Question 5 Short Answer
Explain why the direction of the electric field is defined as the force on a positive test charge, and what happens to the field direction when the source charge is negative.
Think about your answer, then reveal below.
Model answer: The convention defines E as the force per unit charge that a small positive test charge would experience: E = F/q₀ where q₀ > 0. This means the field direction is 'the way a positive charge would be pushed.' For a positive source charge, the force on a positive test charge is repulsive — pointing away from the source — so E points radially outward. For a negative source charge, the force on a positive test charge is attractive — pointing toward the source — so E points radially inward. The field direction is always defined by the source's sign, regardless of what charge you place there.

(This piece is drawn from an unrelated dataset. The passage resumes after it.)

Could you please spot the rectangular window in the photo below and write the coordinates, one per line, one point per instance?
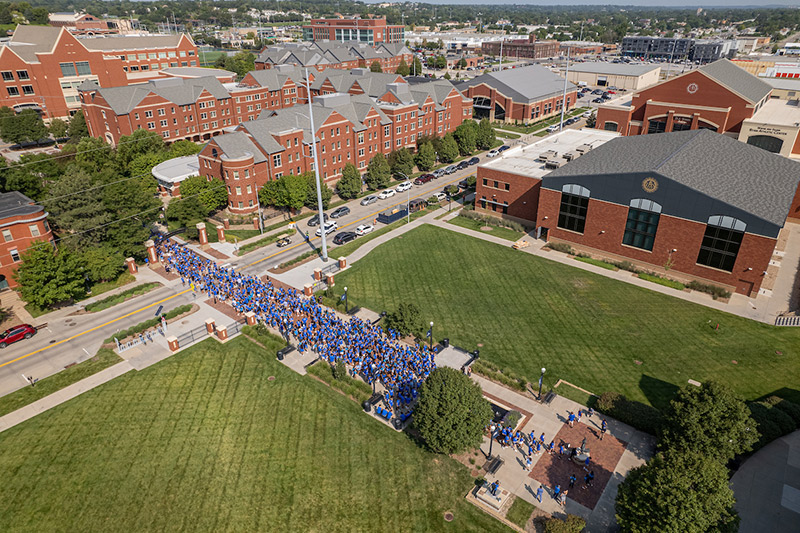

Using a positive test charge as the reference is a convention chosen for consistency: the field direction and force direction are identical for positive test charges, and opposite for negative ones. This means field lines tell you exactly which way a positive charge would accelerate. If you place a negative charge q at a point where E points right, the force on it is −qE, which points left — the force and field directions are opposed for negative charges. The field itself hasn't changed; the sign of the responding charge determines whether the force is parallel or antiparallel to E.